Simon later felt guilty about letting the moment pass and wrote to Bourdain.
“I could have done something,” he wrote. “I could have summoned Aldo, the master sommelier, and asked him for the most expensive bottle of Chilean red on the wine list. I could have had the bottle quickly decanted, taken a sip for myself, and then marched over to Henry Kissinger’s table and poured it over the bastard’s head: ‘Compliments of Senor Allende, you ratfucking murderer.’”
Bourdain called him a “pussy” for demuring.
The Democratic Socialists of America in DC didn’t quite pour a bottle of mescal on Nielsen’s head, but they disrupted the restaurant with a protest.
“How can you enjoy a Mexican dinner as you’re deporting and imprisoning tens of thousands of people who come here seeking asylum?” one person asked.
They chanted “shame.” But that is exactly what this administration lacks. Sure, perhaps, Nielsen was just clueless. But Stephen Miller’s presence in a DC mezcaleria was no more an accident than Melania’s jacket.

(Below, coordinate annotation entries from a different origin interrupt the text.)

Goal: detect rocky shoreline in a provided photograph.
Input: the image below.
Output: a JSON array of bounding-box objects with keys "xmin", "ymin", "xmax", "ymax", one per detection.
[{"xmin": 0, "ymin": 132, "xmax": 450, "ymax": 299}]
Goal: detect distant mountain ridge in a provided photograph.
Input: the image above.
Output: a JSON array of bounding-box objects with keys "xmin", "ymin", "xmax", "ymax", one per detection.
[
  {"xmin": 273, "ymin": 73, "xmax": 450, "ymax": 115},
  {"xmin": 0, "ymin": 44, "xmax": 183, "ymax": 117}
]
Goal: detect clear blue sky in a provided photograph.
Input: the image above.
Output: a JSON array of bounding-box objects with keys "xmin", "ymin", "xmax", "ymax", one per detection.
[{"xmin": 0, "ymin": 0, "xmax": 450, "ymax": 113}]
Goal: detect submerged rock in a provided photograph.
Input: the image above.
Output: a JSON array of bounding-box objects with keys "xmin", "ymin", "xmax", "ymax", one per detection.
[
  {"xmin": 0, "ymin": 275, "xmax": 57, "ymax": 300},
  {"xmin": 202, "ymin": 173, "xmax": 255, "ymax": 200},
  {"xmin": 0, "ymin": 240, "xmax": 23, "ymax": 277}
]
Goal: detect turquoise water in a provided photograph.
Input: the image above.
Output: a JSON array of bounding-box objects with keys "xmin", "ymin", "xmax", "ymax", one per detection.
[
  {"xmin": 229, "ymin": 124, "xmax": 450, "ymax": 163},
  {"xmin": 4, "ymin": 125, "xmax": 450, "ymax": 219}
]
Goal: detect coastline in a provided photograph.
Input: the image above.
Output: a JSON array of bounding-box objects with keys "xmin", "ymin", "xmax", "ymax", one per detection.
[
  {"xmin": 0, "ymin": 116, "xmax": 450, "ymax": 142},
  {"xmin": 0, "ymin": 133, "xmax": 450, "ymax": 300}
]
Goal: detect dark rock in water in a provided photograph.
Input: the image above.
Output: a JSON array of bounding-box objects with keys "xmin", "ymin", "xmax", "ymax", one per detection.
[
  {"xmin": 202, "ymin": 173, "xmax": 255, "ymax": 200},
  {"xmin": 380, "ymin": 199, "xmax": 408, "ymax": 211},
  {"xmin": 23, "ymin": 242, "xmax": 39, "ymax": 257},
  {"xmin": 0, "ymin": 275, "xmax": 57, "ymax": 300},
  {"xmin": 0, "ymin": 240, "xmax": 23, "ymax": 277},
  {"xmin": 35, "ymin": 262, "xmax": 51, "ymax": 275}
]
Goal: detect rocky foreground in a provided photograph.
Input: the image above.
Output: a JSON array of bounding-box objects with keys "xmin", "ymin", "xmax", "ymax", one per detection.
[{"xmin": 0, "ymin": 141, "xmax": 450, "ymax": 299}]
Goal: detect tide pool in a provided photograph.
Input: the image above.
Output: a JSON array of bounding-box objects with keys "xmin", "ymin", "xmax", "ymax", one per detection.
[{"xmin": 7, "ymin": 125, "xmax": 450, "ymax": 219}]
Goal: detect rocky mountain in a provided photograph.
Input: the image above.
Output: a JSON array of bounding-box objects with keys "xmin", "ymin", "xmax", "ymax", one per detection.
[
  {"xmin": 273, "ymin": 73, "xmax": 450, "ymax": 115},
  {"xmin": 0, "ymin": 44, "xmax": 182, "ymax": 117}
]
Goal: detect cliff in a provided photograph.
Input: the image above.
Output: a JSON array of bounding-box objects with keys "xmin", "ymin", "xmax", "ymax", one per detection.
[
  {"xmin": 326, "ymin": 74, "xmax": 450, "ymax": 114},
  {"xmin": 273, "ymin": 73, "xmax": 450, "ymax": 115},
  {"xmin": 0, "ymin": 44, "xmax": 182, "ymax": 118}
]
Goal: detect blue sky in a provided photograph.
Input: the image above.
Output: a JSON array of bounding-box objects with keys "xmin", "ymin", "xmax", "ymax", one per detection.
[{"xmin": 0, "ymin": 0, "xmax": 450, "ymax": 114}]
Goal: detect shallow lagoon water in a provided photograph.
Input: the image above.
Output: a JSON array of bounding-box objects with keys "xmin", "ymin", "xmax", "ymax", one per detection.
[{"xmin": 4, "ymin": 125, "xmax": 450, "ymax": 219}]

Again, no one poured anything on his head. Someone did call him a fascist—but it certainly wasn’t a Casablanca moment, drowning out the Nazis as they sang their anthem with a rousing rendition of the “Marseillaise.” Really, these people should not be allowed to eat at any restaurant.
But there was no cost to the DSA or the people who yelled at Miller. Stephanie Wilkinson, the owner of the Red Hen, in Lexington, Virginia, put her own livelihood on the line when she asked White House spokesperson Sarah Huckabee Sanders to leave. The MAGA mob has attacked her online and the Red Hen was closed the next night.
“Give me my Sharpie”
Trump loves to put his name on things. Before he came to office, licensing his name earned his company $59 million. Last week, he held a press conference with the families of 14 people who had been killed by illegal immigrants. The family members held large photos of their lost loved one—signed by Trump.
Clearly, Trump held the event to try to change the narrative about immigration. He was using these people’s pain for his own gain—with the promise that it would help them. This is how politics work. But you don’t want to draw attention to it. Unless you are Trump. So you stand up there with them and you still make it all about you—and the media.
“Where is the media outrage over the catch-and-release policies that allow deadly drugs to flow into our country?” Trump asked.
Then on Sunday, he went even further on Twitter. “We cannot allow all of these people to invade our Country. When somebody comes in, we must immediately, with no Judges or Court Cases, bring them back from where they came.”
By the end of the week, Trump had bombarded us with such a feast of absurdity that he had created a hall of mirrors, in which he hoped the sound of those crying children would be lost.